Conviene advertirlo de entrada: los que no comulguen con el cine de Julio Medem mejor que ni se acerquen a ma ma (2015), su última criatura. Los vírgenes en el cine del realizador de Lucía y el sexo (2001) o Los amantes del círculo polar (1998) no encontrarán en ella un sólo motivo para adherirse al estilo introspectivo e intimista del aclamado cineasta. Los que sean devotos del director, por su parte, tampoco es que estén de especial enhorabuena: el último trabajo de Medem es decepcionante. Duele decirlo, pero parece que el director que rompió moldes con su opera prima –Vacas (1992)- y se fue reafirmando título a título como uno de los talentos cinematográficos más indomables e inclasificables del cine español, ha ido perdiendo progresivamente parte de su magnetismo inicial. Lo que antes parecía pura sugestión, ahora es mero artificio; lo que antes conmovía, ahora queda ridículo; lo que antes era pura poesía, ahora no pasa de ser unos versos impostados. Ma ma es, pues, un quiero y no puedo. Se agradece la intención de Medem en hacer un elogio a la maternidad y a la fortaleza de las mujeres, pero en el cine hace falta algo más que tener buenas intenciones: hay que saber llevarlas a la práctica.
La película versa en torno a Magda (Penélope Cruz), una maestra en paro recién abandonada por su pareja a la que diagnostican cáncer de mama. La protagonista se enfrenta a esta situación con miedo, pero no tarda en apostar por la vía del optimismo para sobrellevar la enfermedad. En esta dura travesía, en la que escoge sacar toda la vida que lleva dentro, Magda estará acompañada de dos hombres: Arturo (Luis Tosar) y su ginecólogo (Asier Etxeandía). A cualquiera que se le cuente el argumento del octavo largometraje de Medem lo primero que pensaría es que va a encontrarse con el típico drama lacrimógeno tras el que te entran ganas de cortarte las venas. Nada más lejos de la realidad. Y no porque ma ma sea una película de todo menos típica, que también, sino porque su director rechaza encararse por las vías del melodrama más convencional y opta por transformar su trabajo en un canto a la vida, lleno de luz y esperanza. La primera mitad de la película es altamente prometedora: la presentación de los personajes es original, los hechos se exponen de forma clara y concisa y los actores no pueden estar mejor. El problema es que a partir de su segunda mitad, a raíz del embarazo de la protagonista, todo se va al traste.

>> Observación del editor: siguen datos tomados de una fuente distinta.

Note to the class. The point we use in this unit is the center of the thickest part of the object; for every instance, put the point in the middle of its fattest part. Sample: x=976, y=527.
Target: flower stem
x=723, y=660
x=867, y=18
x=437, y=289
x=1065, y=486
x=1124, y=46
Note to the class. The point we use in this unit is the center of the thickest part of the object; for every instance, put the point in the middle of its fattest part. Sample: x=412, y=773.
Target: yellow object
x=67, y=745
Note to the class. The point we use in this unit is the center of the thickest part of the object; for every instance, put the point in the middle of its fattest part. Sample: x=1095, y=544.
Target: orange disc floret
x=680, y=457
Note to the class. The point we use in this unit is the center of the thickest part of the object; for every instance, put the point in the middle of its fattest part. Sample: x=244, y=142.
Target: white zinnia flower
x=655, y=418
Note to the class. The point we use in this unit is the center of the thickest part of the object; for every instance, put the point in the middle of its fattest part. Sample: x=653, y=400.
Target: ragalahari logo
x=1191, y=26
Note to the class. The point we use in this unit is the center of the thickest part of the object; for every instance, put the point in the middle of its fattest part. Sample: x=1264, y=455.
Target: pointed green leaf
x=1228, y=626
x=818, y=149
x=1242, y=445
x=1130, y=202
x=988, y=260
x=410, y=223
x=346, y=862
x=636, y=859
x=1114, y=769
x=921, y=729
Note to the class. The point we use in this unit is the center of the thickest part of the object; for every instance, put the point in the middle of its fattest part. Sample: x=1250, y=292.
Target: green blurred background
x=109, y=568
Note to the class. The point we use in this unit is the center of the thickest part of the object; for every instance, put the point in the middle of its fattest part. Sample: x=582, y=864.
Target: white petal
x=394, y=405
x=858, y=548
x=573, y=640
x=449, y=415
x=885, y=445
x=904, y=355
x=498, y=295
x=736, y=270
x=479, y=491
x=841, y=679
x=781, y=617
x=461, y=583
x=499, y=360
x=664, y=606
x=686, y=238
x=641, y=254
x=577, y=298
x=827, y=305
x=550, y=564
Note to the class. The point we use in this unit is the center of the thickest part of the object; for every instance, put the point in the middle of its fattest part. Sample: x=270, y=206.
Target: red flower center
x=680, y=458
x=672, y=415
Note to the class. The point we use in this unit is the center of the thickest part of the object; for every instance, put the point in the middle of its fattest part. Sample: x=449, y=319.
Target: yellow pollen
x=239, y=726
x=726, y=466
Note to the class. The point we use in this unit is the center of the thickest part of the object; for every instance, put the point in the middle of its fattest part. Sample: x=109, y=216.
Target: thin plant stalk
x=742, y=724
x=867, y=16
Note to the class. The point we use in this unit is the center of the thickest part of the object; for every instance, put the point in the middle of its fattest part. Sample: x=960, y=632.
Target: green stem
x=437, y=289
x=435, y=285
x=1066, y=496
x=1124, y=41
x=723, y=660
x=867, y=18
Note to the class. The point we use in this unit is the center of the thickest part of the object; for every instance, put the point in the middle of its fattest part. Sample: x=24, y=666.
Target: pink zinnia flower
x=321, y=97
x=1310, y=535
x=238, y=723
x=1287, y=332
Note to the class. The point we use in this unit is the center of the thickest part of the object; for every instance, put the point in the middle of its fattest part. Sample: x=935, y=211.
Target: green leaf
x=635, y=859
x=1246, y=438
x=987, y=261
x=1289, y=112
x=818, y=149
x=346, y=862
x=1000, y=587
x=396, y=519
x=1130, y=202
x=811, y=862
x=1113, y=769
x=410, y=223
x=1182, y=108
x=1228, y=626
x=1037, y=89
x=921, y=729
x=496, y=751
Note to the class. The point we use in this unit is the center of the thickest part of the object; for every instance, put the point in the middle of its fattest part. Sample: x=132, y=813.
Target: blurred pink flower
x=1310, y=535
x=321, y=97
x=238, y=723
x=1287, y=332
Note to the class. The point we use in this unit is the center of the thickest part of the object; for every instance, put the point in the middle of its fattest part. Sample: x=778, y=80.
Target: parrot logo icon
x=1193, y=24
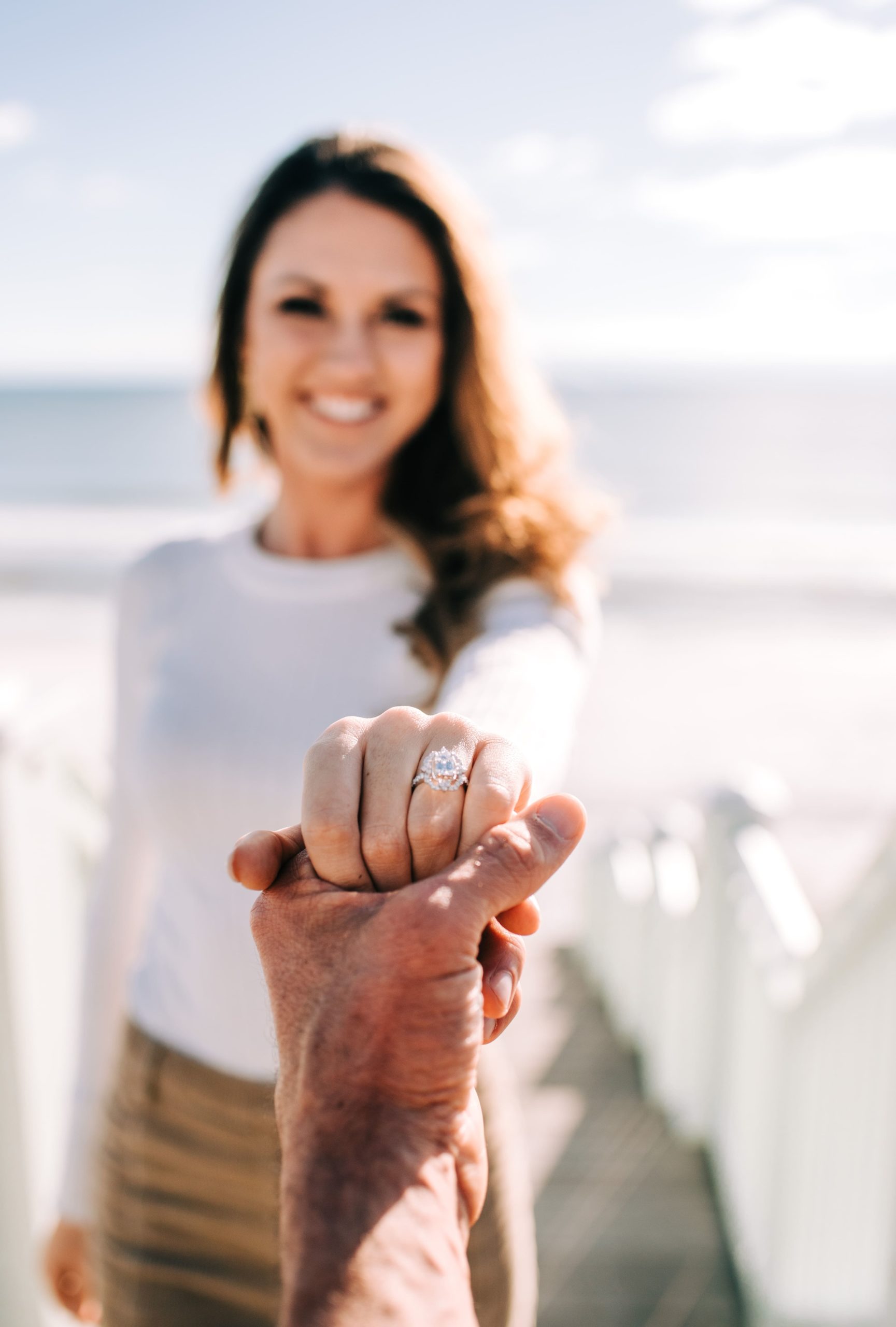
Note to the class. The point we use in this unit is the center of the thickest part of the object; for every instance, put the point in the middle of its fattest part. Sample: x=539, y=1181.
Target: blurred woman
x=413, y=588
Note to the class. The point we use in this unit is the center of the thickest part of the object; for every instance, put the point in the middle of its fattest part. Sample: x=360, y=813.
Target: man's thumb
x=513, y=860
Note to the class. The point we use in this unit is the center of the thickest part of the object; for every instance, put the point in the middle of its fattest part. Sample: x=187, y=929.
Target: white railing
x=51, y=827
x=773, y=1042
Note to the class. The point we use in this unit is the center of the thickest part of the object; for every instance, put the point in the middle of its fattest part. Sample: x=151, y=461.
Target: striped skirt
x=189, y=1184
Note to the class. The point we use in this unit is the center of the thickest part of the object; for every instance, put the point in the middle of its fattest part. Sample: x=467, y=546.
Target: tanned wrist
x=374, y=1228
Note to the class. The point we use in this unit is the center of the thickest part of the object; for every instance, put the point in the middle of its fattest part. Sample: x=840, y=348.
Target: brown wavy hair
x=481, y=489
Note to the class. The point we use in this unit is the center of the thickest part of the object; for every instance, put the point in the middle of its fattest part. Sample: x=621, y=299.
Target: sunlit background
x=694, y=203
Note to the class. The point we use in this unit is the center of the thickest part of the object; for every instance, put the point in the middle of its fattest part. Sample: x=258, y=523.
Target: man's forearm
x=372, y=1228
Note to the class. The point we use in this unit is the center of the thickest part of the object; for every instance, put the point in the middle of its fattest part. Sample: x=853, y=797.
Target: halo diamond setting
x=441, y=770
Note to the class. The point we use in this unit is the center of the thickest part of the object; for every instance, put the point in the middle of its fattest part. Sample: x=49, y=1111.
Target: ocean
x=731, y=449
x=749, y=607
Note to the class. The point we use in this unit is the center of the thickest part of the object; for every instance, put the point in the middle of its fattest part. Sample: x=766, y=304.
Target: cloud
x=18, y=124
x=797, y=74
x=731, y=8
x=538, y=156
x=788, y=309
x=829, y=195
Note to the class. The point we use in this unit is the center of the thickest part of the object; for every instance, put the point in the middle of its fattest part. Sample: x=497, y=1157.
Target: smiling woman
x=421, y=503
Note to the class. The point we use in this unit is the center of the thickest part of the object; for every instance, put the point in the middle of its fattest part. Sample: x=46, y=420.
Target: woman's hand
x=365, y=827
x=69, y=1270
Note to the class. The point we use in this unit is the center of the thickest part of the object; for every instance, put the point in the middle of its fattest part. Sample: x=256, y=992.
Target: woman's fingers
x=493, y=1027
x=523, y=920
x=258, y=858
x=500, y=785
x=502, y=957
x=69, y=1272
x=434, y=815
x=393, y=749
x=330, y=803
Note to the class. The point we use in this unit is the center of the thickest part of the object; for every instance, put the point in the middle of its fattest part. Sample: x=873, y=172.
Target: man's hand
x=377, y=1006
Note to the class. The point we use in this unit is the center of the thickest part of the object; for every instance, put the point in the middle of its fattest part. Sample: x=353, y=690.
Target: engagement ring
x=441, y=770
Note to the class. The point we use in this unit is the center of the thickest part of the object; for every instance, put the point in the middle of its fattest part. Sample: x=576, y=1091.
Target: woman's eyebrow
x=412, y=292
x=299, y=279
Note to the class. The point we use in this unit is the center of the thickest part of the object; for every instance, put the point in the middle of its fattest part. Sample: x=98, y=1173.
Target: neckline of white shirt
x=316, y=577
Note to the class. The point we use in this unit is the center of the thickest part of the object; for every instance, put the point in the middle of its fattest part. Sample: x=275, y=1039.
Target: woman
x=419, y=556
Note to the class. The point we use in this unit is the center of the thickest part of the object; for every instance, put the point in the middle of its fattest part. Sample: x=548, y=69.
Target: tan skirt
x=189, y=1183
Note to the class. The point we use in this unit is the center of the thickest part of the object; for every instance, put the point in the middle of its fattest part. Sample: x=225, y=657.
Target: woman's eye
x=405, y=318
x=302, y=304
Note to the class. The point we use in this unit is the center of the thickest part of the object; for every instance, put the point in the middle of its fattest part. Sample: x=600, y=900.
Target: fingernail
x=502, y=985
x=563, y=815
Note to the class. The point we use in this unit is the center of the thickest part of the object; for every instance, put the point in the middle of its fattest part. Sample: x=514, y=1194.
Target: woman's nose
x=349, y=348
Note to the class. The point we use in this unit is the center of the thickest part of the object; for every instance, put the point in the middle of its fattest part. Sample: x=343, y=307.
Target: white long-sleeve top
x=231, y=661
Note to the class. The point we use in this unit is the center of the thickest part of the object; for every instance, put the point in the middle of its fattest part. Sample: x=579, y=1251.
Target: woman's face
x=343, y=351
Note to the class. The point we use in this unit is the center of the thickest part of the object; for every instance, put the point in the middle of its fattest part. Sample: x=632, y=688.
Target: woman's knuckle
x=330, y=834
x=401, y=718
x=509, y=849
x=382, y=843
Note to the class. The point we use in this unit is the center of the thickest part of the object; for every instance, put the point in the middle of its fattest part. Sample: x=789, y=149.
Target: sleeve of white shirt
x=116, y=911
x=525, y=676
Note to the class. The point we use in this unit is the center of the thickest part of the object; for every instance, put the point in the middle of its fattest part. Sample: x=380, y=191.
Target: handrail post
x=19, y=1293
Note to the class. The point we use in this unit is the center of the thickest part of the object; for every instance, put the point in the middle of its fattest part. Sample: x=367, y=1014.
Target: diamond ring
x=441, y=770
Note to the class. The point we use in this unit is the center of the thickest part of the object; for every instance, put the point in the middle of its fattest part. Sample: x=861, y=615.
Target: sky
x=668, y=182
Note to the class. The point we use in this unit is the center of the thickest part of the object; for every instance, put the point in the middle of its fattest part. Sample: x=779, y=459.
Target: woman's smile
x=343, y=411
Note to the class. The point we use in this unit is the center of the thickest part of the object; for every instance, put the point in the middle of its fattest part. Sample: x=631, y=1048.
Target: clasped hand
x=365, y=828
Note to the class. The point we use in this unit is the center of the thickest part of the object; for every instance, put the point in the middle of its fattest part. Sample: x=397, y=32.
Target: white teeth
x=344, y=409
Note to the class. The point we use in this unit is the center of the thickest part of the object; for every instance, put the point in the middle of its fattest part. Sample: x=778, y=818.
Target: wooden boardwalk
x=628, y=1235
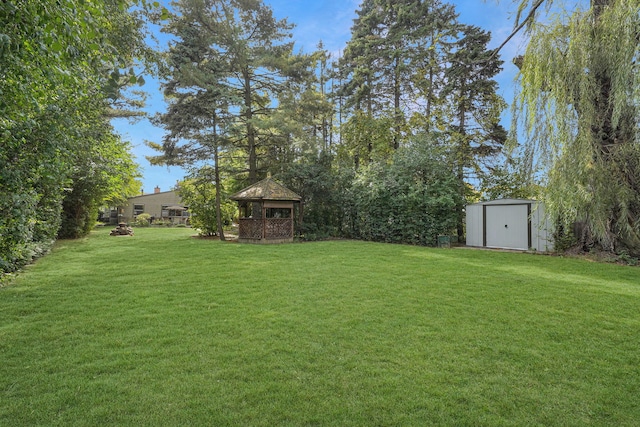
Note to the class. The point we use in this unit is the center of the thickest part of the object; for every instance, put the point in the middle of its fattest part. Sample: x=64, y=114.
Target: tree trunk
x=251, y=132
x=216, y=170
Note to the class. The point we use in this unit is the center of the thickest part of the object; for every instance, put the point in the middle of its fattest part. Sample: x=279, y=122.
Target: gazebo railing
x=267, y=228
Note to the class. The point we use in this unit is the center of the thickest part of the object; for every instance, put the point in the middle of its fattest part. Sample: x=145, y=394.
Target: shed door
x=507, y=226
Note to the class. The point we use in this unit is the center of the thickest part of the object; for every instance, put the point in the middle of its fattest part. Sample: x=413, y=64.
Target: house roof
x=267, y=189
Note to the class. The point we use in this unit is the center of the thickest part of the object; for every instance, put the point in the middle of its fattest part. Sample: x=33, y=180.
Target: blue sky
x=329, y=21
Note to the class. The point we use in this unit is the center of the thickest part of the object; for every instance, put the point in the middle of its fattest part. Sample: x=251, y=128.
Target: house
x=509, y=224
x=161, y=205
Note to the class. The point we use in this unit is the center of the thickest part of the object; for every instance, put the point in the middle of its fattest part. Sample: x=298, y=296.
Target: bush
x=412, y=200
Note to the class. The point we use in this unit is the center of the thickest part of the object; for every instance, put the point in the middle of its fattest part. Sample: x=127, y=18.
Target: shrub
x=142, y=220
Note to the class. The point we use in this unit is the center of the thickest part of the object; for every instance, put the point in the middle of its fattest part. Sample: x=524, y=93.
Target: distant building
x=161, y=205
x=509, y=224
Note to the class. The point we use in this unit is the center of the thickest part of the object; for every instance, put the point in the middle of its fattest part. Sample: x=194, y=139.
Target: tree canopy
x=579, y=97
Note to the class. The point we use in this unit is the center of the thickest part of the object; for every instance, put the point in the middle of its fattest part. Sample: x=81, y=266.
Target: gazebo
x=266, y=212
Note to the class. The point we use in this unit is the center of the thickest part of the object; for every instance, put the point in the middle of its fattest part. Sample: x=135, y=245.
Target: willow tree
x=579, y=99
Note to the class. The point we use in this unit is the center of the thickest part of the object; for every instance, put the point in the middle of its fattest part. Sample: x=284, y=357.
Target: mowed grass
x=166, y=329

Es una pena que lo que empezó con tan buen pie se vaya desinflando de forma tan dolorosa. Da la sensación que, a partir de un determinado momento, Medem pierde el control sobre su película, atesorando momentos que caen directamente en el ridículo -la escena final, absolutamente innecesaria, se lleva la palma- y un falso lirismo que no le beneficia en absoluto. La paranoia del pezón es directamente bochornosa, por no hablar del extraño vínculo que mantiene la protagonista con su ginecólogo, como si todas las enfermas de cáncer de mama tuviesen la suerte de irse a la playa con su médico o de disfrutar de ciertos privilegios frutos de esta unión, como pasarse las listas de espera por el forro. ¿Qué necesidad había de construir un vínculo personal tan poco creíble? Por no hablar del drama del propio médico con la adopción de una niña siberiana, un conflicto cogido con pinzas y en el que no se indaga lo más mínimo. La película se va desplomando conforme se va consumiendo, lastrada por innecesarias reiteraciones -por mucha carga metafórica que haya detrás, el plano de esa niña es un auténtico lastre- y por lograr una innegable e incómoda comicidad en momentos pretendidamente dramáticos.
¿Cuál es, pues, el verdadero punto de interés de ma ma? Aparte de la banda sonora del siempre magistral Alberto Iglesias y de la alegórica canción que el personaje de Etxeandia interpreta al final de la película, la película salva los muebles gracias a Penélope Cruz, también productora del film. Ella es el alma de un trabajo que, de no ser por su presencia, hubiera caído directamente en el precipicio. La absoluta entrega de la actriz, en el que es su regreso al cine español 6 años después de Los abrazos rotos (Pedro Almodóvar, 2009), es razón más que suficiente para disfrutar de esta oportunidad perdida. Cruz es la que en todo momento le insufla a la película esa chispa que la mantiene viva, apareciendo en casi todos los planos, como si de alguna manera la cinta la necesitase para que no se le vean sus hechuras. La escena de Magda mirándose al espejo, tragándose su dolor mientras respira y se dice a sí misma “Vamos“, condensa de forma inmejorable el espíritu de la obra. Lástima que esta portentosa y sublime creación de Penélope Cruz se vea obligada a nadar en aguas tan farragosas.